Using The Writer Monad Outside Logging

Posted on 24 July 2016
Tags: , ,

I hadn’t given much thought to the Writer monad before today, unlike the Reader and State monads, and part of the reason is that all the tutorials I encountered online focused on using it for logging. Although this is an obvious use case, I haven’t had to do much logging in Haskell so far and so I incorrectly assumed that I didn’t need to know about the Writer monad at all. However, I found a use for it outside logging and thought this might be worth sharing. This usage depends on two facts about Haskell:

  1. The Writer monad’s output can be any Monoid, such as strings, lists, sets, etc.
  2. ByteString is a Monoid.

Git Packfiles store some entries as deltas against other entries. The delta format is a bit hairy to parse, but it consists of a sequence of either copy or insert instructions. Copy instructions specify an offset in the source and a length of bytes to copy, whereas insert instructions specify a series of bytes to be copied as is.

import qualified Data.ByteString as B

data DeltaInstruction
    = CopyInstruction   Int Int
    | InsertInstruction B.ByteString
    deriving (Show)

An instruction can be interpreted with reference to a source to result in a ByteString.

substring :: Int -> Int -> B.ByteString -> B.ByteString
substring offset length bytestring = B.take length (B.drop offset bytestring)

-- Under this interpretation, `InsertInstruction` corresponds to `const`
-- and `CopyInstruction` corresponds to `substring`.
interpretInstruction :: DeltaInstruction -> B.ByteString -> B.ByteString
interpretInstruction instruction source = case instruction of
    InsertInstruction string        -> string
    CopyInstruction   offset length -> substring offset length source

The concatenation of a list of interpreted instructions is a resolved delta.

applyInstructions' :: B.ByteString -> B.ByteString -> [DeltaInstruction] -> B.ByteString
applyInstructions' source dest []     = dest
applyInstructions' source dest (i:is) = let
    dest' = B.append dest $ interpretInstruction i source
    in applyInstructions' source dest' is

For example:

:set -XOverloadedStrings
testSource = "tree 9977d7726a568347a513a6b061b87fd687322650\nparent e05bba28b796e7af7e5d981955327621a6c43a5f\nauthor Vaibhav Sagar <EMAILADDRESS@gmail.com> 1467760597 +0800\ncommitter Vaibhav Sagar <EMAILADDRESS@gmail.com> 1467781641 +0800\n\nUse record wildcards.\n" :: B.ByteString
testInstructions = [InsertInstruction "tree d8dce7c53feb5fcaca4bef87106d3f9e4e50e6e",CopyInstruction 44 167,InsertInstruction "60597",CopyInstruction 216 30]
applyInstructions' testSource B.empty testInstructions
"tree d8dce7c53feb5fcaca4bef87106d3f9e4e50e6e0\nparent e05bba28b796e7af7e5d981955327621a6c43a5f\nauthor Vaibhav Sagar <EMAILADDRESS@gmail.com> 1467760597 +0800\ncommitter Vaibhav Sagar <EMAILADDRESS@gmail.com> 1467760597 +0800\n\nUse record wildcards.\n"
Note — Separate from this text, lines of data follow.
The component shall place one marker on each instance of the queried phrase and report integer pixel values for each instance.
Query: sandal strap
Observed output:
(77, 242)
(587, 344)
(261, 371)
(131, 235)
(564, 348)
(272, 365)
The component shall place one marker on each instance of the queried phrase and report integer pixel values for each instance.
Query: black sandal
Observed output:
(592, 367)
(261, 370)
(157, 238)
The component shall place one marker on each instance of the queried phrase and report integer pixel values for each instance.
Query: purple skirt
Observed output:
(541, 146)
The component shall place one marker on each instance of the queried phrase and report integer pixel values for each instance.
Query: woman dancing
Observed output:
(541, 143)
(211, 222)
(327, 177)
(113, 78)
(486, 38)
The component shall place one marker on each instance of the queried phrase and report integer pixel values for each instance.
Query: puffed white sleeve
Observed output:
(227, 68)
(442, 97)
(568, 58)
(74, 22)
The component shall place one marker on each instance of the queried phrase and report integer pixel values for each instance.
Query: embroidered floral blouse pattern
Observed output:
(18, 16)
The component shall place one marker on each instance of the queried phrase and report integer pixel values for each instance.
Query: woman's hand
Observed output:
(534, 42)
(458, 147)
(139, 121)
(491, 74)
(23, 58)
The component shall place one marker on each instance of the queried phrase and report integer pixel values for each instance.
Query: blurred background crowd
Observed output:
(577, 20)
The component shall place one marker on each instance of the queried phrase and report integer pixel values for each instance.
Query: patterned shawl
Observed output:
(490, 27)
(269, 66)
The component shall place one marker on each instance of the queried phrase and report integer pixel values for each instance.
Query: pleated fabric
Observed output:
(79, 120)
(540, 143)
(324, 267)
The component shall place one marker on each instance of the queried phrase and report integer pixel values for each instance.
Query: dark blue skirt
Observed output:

Although this works, it isn’t particularly elegant and it would be nice to abstract away the details of the empty ByteString and the append. Luckily, these correspond to the mempty and mappend methods of a Monoid, and since the Writer monad works with monoids, we might be able to use it. Let’s start by defining a monadic action that appends an interpreted instruction and returns the source we fed it.

import Control.Monad
import Control.Monad.Trans.Writer

applyInstruction :: DeltaInstruction -> B.ByteString -> Writer B.ByteString B.ByteString
applyInstruction instruction source = writer (source, interpretInstruction instruction source)

Our action takes two parameters and so we map it to our list of instructions. This gives us a list of actions expecting a source buffer to operate on.

:t map applyInstruction testInstructions
map applyInstruction testInstructions :: [ByteString -> Writer ByteString ByteString]

We need to reduce this list to a single value while executing each action in sequence, which implies a fold. foldM looks like what we need; according to the documentation:

foldM f a1 [x1, x2, ..., xm] ==
do
    a2 <- f a1 x1
    a3 <- f a2 x2
    ...
    f am xm

The only wrinkle is that f needs to take the argument first and the action second. We can accomplish this by defining

f a b = b a

or

f = flip ($)

Putting it all together, we have

applyInstructions :: B.ByteString -> [DeltaInstruction] -> B.ByteString
applyInstructions source instructions = execWriter $ foldM (flip ($)) source $ map applyInstruction instructions
applyInstructions testSource testInstructions == applyInstructions' testSource B.empty testInstructions
True

And there you have it, a use of Writer that has absolutely nothing to do with logging!